I noted that it also was not far from Verrocchio’s home, which Leonardo still shared with him and other apprentices.
Sancha continued. “Your painter may have used the boy, Jacopo, as a model for his art. My friend says there is a terra-cotta head of Christ as a youth that your painter created that looks very like this Jacopo. So they probably do know each other.”
“That is not conclusive of anything, just because the apprentice modeled for Leonardo. I have sat for him myself, you know.”
“The boy is reputed to solicit the affection of men, my lady, and to receive gifts and florins in appreciation of his . . . his beauty.”
Nodding dumbly, I took it all in. What an idiot I had been to think there was a fledging attraction between Leonardo and me. Why should I care, anyway, when a handsome ambassador loved me as his Platonic muse and I thrilled to his courtly attentions—it was the stuff of poetry. And yet, I had seen something in Leonardo’s eyes the day I told him the Pygmalion story. Something. Our conversations felt as I had always imagined lovemaking would be—moments of delight and surprise, self-affirmation as well as generosity to the other person, an exciting, all-encompassing mutual dance of discovery, an intimacy of the souls.

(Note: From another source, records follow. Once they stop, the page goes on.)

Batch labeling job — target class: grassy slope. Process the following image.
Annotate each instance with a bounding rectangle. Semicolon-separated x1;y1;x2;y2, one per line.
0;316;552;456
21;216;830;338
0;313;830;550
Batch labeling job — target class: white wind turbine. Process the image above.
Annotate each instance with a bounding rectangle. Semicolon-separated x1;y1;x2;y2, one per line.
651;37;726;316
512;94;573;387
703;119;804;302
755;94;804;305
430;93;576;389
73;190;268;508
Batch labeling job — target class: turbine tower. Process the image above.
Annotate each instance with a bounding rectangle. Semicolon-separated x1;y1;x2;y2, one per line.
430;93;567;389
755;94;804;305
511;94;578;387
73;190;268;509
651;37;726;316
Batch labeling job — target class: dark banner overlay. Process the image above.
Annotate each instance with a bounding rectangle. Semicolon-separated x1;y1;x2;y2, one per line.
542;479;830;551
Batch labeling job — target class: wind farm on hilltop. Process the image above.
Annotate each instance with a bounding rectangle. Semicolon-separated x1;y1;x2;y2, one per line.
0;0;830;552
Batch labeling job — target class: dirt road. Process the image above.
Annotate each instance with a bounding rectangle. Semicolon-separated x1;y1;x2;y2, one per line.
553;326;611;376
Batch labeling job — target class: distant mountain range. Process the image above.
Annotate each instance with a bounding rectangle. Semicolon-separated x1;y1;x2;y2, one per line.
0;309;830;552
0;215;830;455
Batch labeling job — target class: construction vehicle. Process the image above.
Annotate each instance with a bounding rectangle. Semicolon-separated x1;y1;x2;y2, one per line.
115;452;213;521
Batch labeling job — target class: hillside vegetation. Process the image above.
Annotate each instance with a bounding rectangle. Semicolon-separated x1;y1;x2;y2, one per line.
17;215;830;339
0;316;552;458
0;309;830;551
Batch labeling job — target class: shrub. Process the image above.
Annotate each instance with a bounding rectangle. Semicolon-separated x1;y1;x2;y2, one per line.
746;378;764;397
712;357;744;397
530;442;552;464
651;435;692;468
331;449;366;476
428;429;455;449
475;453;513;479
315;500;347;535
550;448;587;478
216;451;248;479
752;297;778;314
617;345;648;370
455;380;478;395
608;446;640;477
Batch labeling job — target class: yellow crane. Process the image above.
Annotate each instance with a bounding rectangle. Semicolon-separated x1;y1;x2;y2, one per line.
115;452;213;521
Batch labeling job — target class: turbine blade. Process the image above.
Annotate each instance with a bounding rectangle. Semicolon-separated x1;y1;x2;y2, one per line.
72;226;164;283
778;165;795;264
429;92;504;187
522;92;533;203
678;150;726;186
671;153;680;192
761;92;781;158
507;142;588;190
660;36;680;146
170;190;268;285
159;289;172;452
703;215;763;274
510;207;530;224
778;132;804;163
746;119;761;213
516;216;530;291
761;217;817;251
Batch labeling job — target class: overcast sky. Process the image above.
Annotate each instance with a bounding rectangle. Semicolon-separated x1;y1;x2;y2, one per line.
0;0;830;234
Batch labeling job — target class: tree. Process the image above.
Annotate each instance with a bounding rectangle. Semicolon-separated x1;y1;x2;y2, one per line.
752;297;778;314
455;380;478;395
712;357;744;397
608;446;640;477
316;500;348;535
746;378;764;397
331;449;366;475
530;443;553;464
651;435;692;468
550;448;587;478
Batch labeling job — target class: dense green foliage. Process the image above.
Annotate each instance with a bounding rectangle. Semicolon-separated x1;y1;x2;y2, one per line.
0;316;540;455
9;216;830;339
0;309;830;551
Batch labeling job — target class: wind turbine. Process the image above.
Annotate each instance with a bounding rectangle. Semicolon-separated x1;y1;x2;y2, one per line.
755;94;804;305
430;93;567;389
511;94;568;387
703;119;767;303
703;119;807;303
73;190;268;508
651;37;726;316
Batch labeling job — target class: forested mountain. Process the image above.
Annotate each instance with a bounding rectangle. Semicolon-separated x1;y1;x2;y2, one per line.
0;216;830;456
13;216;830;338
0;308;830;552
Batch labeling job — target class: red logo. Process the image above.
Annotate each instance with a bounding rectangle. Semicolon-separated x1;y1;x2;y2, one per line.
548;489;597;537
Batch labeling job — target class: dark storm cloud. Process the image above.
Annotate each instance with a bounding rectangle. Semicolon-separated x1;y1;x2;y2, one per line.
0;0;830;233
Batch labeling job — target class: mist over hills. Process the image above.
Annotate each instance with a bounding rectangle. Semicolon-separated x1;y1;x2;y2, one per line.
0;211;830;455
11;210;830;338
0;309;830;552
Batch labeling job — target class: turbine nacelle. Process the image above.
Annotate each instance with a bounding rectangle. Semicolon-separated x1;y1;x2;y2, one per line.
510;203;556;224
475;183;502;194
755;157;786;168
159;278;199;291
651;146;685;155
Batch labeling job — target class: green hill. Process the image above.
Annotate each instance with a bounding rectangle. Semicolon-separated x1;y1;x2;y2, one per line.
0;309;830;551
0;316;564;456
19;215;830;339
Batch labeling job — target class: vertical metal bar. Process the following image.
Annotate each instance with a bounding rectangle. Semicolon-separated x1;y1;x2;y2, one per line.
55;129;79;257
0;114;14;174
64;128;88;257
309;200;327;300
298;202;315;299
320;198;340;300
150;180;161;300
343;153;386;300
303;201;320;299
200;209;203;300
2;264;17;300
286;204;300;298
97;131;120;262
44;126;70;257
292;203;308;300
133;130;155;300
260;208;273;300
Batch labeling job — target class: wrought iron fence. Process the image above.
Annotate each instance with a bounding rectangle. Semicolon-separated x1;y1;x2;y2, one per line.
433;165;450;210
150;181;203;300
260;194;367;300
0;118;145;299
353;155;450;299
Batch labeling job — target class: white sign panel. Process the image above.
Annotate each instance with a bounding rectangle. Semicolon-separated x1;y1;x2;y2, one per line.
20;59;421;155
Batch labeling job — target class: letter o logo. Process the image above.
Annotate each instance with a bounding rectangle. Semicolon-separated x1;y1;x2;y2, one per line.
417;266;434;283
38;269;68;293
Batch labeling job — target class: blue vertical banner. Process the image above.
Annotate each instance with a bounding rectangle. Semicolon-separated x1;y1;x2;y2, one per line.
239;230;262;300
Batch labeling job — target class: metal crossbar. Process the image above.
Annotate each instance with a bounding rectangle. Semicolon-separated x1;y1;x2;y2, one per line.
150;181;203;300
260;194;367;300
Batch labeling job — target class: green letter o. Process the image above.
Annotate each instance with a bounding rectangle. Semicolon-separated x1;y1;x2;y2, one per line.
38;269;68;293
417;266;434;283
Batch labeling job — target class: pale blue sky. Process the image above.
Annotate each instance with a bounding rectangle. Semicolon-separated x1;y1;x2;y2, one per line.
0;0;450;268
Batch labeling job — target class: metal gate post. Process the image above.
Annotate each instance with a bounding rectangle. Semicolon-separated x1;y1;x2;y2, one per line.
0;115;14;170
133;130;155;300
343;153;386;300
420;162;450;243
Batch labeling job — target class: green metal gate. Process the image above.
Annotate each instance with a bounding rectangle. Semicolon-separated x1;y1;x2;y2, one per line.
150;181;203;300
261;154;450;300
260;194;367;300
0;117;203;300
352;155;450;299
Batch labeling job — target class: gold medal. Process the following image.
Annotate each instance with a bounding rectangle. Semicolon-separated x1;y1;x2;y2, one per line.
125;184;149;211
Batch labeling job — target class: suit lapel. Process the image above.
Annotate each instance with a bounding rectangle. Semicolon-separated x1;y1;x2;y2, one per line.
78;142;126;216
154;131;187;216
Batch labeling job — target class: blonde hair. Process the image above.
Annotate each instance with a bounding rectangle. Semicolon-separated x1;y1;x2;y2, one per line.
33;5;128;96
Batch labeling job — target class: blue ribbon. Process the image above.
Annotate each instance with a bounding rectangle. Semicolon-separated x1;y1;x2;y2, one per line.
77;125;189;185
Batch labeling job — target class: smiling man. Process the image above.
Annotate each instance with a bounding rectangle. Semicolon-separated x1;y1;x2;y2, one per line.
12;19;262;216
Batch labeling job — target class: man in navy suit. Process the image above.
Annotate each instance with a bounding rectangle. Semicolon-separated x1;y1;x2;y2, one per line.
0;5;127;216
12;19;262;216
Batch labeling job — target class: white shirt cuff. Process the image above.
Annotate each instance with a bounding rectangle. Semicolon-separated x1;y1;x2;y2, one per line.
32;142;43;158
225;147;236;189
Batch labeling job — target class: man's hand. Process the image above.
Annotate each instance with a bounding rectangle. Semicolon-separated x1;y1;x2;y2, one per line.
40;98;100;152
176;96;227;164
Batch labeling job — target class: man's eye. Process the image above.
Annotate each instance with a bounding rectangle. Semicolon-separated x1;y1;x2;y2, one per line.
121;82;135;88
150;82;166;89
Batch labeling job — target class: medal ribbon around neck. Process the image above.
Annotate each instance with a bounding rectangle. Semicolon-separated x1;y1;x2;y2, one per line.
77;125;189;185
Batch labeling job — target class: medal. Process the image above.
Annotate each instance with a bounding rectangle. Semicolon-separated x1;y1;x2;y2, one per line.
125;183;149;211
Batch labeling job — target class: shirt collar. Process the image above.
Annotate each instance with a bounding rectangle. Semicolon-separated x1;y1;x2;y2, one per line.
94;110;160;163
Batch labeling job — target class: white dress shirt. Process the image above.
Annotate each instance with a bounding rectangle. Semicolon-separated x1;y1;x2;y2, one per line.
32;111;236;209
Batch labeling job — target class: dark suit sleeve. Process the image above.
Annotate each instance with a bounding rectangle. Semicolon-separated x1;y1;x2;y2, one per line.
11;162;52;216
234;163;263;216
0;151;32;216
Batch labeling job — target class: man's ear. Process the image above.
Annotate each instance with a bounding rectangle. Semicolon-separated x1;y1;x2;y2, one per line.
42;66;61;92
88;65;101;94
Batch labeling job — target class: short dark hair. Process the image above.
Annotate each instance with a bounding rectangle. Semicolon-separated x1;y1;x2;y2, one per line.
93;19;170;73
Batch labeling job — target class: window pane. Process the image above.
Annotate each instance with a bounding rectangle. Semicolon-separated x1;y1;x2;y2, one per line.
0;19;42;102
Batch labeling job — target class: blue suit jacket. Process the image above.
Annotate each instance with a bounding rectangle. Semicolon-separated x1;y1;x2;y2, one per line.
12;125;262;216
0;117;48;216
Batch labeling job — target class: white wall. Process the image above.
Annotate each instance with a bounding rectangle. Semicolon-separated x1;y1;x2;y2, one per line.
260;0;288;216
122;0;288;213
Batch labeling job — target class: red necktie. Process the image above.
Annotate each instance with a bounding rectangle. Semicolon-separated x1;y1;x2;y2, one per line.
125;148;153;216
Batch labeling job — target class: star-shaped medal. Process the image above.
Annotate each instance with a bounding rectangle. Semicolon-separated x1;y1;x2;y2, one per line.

I tried to shake off my hurt—it was silly, wounded conceitedness on my part. And greed. Yes, greediness that I wanted Leonardo’s affections, too. My real worry should be Bernardo, I reprimanded myself, and if Leonardo’s arrest would affect his wanting or paying for the portrait. Yes, Leonardo needed that commission, but I also wanted the statement about me, about women, that Leonardo was capturing in my gaze to be completed.